FCPs also refer to secondary care, and it is important that clinicians understand the services they are sending patients to. As such, you could seek out opportunities to spend time with advanced practice clinicians in MSK orthopaedic triage services or frailty services.

Transferable skills

There are many skills you can develop while at this early stage of your career that will be transferable to a primary care setting later on. Primary care is focused on population health, and this is an area you can bring into any physiotherapy context by looking at the population of patients served by your team and adapting interventions and communications to meet their needs. 

Preventative health is equally important as patients often interact with primary care as a first port of call.

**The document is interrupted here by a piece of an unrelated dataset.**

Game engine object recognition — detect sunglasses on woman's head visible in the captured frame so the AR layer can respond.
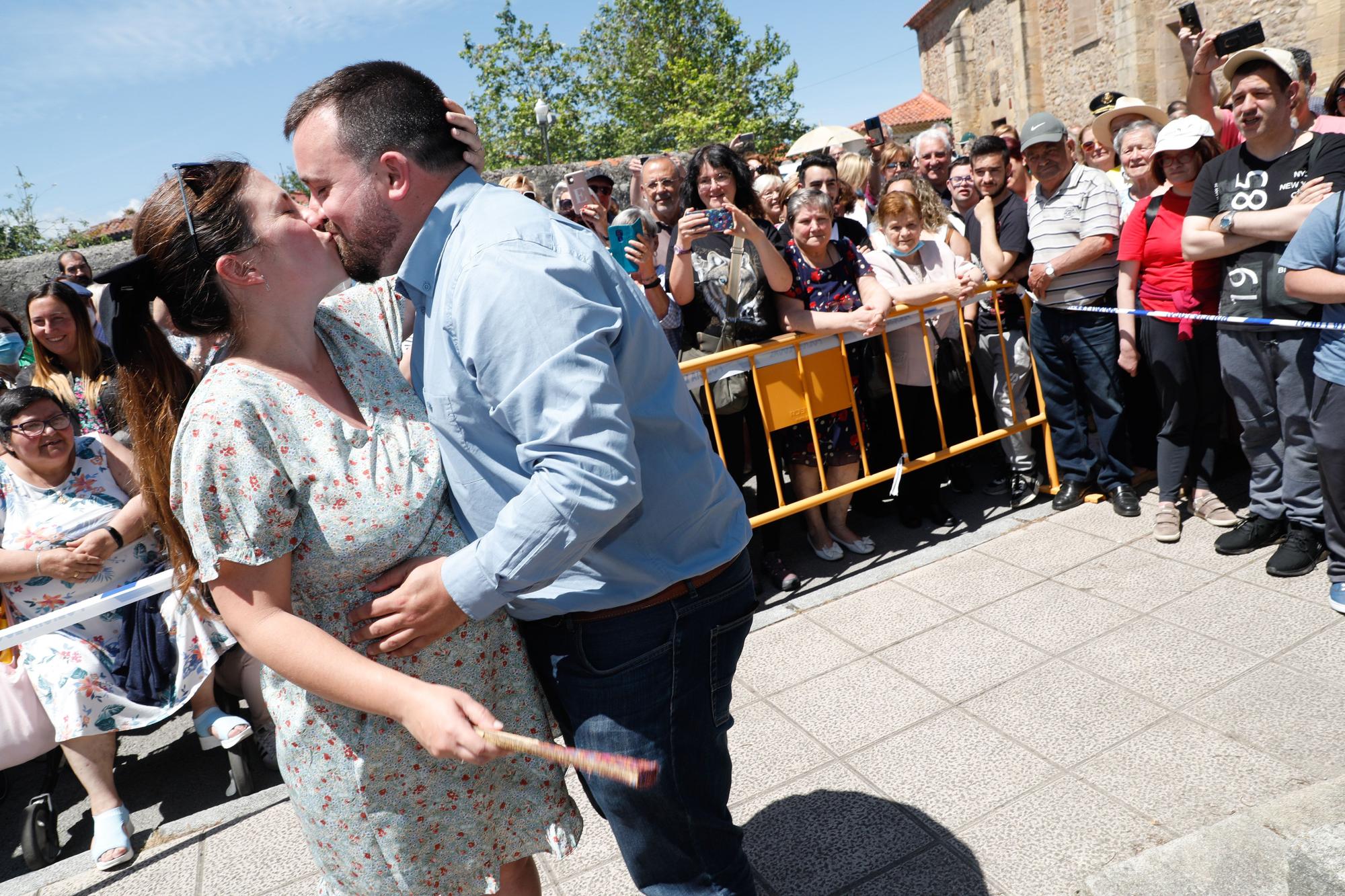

Therefore, developing your understanding of preventative healthcare and how physiotherapy can support someone at an early point in their patient journey will be very valuable to your development towards FCP. You should also look at wider system pathologies and public health principles, which can be considered in all your rotations or roles including in non-MSK contexts. 

FCPs use skills such as behaviour change, motivational interviewing and active listening to support patients. They give self-management advice to most patients and are skilled in exercise prescription. These are skills that can be developed and honed throughout your physiotherapy career. 

As well as clinical skills, you should also seek out opportunities to develop skills in the non-clinical areas that fit within the four pillars of advanced practice – education, leadership and research (with clinical being the fourth). Although you are currently at the early stage of your career, it is a good idea to develop habits in seeking and evidencing non-clinical opportunities as this will support you as you progress, especially if you aspire to work in FCP or advanced practice. For example, you could take part in an audit or quality-improvement project or publish dissertation work.

Educational opportunities 

There are also formal educational routes towards FCP. You should discuss these with your line manager, supervisor or mentor. Formal educational options may include MSc modules to develop your knowledge and skills in areas such as research, MSK, personalised care or advanced clinical practice. You can find links to post-qualifying programmes that have CSP accreditation and check the HEE landing page for updates on modules that have been mapped to the FCP roadmap.